Optimal settings for running Small-24b using Ollama?

#14

by AaronFeng753 - opened Jan 31

Jan 31

This model seems to be quite sensitive to settings. I've seen many posts and comments on Reddit about this model having weird bugs due to inference settings. Could you share the optimal settings for running this model?

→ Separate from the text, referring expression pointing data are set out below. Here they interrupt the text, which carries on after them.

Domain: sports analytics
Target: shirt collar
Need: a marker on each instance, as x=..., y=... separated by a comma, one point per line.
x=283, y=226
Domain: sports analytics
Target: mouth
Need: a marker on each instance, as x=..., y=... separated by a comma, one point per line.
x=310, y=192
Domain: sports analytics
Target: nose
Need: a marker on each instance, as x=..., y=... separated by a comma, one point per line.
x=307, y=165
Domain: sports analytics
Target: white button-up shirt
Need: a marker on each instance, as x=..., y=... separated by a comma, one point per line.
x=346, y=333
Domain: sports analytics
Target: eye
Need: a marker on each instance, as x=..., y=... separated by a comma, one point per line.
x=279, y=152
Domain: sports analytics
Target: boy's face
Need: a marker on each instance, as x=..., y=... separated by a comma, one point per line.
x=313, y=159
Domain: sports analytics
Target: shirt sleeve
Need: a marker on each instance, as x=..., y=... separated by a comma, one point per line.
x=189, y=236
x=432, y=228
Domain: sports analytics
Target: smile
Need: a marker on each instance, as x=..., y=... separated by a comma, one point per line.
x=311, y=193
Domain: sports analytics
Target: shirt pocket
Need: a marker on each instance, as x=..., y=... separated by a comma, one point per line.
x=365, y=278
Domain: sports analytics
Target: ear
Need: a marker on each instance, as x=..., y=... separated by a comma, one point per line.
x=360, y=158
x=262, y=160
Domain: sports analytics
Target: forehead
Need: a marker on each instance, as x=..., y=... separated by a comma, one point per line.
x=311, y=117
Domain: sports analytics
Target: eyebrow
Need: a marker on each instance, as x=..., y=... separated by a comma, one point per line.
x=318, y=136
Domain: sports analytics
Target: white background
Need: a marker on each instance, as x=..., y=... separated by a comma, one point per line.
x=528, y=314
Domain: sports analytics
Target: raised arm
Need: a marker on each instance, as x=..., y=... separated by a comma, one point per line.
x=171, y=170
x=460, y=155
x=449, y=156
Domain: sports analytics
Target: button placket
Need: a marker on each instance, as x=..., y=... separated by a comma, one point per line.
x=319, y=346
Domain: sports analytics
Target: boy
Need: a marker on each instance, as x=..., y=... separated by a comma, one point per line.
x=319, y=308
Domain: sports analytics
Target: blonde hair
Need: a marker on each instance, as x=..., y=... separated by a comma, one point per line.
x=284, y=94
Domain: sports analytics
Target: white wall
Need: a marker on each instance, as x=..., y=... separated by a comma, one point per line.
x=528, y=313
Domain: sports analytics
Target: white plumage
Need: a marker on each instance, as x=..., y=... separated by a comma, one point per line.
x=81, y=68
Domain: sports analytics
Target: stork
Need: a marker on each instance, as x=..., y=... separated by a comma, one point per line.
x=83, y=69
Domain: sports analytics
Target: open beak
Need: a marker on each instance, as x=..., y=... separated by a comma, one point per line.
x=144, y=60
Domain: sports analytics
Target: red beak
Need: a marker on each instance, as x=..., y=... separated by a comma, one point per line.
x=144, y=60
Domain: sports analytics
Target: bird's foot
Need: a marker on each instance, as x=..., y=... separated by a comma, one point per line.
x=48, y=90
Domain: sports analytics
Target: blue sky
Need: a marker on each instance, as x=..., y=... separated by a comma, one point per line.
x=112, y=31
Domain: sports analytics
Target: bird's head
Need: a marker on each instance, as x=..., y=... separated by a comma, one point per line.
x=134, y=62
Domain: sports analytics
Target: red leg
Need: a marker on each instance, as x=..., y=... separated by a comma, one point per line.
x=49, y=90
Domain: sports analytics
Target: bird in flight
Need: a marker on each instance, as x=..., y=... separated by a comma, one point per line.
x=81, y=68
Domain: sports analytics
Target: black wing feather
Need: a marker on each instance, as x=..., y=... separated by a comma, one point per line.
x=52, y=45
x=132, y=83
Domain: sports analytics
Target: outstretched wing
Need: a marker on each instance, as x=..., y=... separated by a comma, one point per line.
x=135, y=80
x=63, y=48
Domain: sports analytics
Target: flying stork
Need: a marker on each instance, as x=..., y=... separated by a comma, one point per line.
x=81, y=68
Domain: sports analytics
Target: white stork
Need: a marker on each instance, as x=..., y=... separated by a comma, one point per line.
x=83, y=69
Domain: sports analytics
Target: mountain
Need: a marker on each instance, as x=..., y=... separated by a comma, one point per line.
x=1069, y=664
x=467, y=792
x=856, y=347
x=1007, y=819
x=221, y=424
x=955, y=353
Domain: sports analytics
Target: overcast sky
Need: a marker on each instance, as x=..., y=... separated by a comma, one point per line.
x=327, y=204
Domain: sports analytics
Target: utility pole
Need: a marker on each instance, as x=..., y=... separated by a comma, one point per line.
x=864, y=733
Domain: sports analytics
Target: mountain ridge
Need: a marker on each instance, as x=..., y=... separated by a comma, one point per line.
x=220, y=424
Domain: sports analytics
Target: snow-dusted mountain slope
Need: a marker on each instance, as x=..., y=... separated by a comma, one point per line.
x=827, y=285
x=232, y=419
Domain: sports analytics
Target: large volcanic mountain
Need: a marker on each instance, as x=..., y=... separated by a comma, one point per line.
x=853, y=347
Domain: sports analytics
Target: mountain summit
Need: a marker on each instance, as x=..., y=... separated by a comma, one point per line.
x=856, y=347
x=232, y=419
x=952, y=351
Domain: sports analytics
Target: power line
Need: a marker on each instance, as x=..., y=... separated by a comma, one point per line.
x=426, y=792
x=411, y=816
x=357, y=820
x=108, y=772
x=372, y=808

For example, what should the repeat penalty, top p & k values be? And is the optimal temperature indeed 0.15 as stated in the model card?

SomeOddCodeGuy

Jan 31

At a minimum, I've observed that repetition penalty seems to harm this model. Yesterday I had tried running it and thought something was wrong with the ggufs, because it couldn't repeat back certain things that other models easily could (for example- reprinting a sudoku board that it was given; it would add tons of spaces, extra dashes, etc when rendering the board). I stripped out all of my sampler settings and added them back one at a time until I realized that my repetition penalty of 1.2, range of 2048 was the culprit. Once that was completely disabled, the model was able to act more normally.

SerialKicked

Jan 31

•

edited Jan 31

Depends on the task. If it's task related, function calling, information retrieval, and stuff like that, a very low temp seems best (0.1 - 0.3 'ish), with no other sampler. And I'd avoid repetition penalty in that case.

For more creative pursuits, you can push the temperature surprisingly high, compared to the previous model, before it starts to become incoherent (0.85 Temp + MinP 0.1 is safe, you can experiment with this as a starting point.), I'd add some repetition penalty or a DRY sampler (if you have a back-end that supports it) because it can get very repetitive very quick, like all mistral llm.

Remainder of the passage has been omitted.